We’d charge their trenches, then they’d charge ours. The summer heat was like hell’s own furnace. It drove men crazy. Every now and then, somebody—sometimes from our lines, sometimes from theirs—would jump out of a trench and run, screaming madly, into the open field between us and be gunned down.
Every day saw a doubling of the dead men in the fields. The dusty stench was indescribable. The storm of flies could be heard a half mile away. The rats—a massive, squirming army of their own—feasted on the corpses in broad daylight.
And once more we got our asses kicked raw.
The only good thing that happened at León was that Obregón got half his right arm blown off by an artillery blast. It says everything to me about that man that he tried to kill himself to end his pain. He later admitted it: he claimed his agony had been so great he tried to shoot himself in the heart with his own pistol, right there on the battlefield. Think of it: we were trying to kill him, and he was trying to kill himself. How in hell did we ever lose to that candy-ass, to that hairless pussy!
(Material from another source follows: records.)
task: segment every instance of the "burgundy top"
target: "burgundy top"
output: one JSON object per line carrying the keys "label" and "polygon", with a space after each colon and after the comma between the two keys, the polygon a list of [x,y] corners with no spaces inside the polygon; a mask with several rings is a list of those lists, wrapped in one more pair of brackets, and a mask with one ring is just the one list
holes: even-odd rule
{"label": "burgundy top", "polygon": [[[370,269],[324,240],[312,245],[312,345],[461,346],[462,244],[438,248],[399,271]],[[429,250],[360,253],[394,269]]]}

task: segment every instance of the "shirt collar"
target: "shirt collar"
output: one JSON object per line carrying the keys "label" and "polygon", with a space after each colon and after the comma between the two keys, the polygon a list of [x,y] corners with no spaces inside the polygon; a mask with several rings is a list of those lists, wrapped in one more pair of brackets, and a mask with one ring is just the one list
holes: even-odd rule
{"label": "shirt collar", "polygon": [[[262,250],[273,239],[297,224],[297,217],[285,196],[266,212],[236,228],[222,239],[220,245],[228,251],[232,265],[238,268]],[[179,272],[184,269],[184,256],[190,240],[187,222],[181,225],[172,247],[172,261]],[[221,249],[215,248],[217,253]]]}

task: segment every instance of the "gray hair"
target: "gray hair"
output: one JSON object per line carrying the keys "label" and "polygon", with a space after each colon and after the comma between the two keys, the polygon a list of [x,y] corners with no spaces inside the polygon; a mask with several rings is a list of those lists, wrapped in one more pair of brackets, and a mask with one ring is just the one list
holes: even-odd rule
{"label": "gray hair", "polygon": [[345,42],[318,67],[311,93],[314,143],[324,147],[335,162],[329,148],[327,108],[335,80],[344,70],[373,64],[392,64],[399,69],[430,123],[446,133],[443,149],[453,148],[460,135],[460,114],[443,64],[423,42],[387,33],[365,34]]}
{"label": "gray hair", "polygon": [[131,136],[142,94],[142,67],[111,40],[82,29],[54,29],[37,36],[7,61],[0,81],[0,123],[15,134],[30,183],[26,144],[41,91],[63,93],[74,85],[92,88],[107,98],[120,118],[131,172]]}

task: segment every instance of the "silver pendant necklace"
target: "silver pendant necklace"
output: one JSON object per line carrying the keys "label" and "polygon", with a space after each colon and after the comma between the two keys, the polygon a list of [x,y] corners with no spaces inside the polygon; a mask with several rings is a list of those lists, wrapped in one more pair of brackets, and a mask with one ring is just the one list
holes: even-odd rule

And damn the orderly who forgot to reload Obregón’s gun after cleaning it the night before!
(I do like the tale they told of how Obregón’s arm was recovered from the field of carnage. It seems he had a reputation as something of a skinflint, so one of his aides went walking through the field of dead, holding out a ten peso gold piece—and as he passed by the arm, it flew up and grabbed at the coin. I heard that one of Obregón’s generals put the arm in a jar of alcohol and kept it for a souvenir. Good Christ. And years later, when he was campaigning for the presidency, Obregón would make the lack of an arm seem a virtue: he’d tell an interviewer that everyone knew all politicians were thieves, but the people would vote for him because he could only steal with one hand.)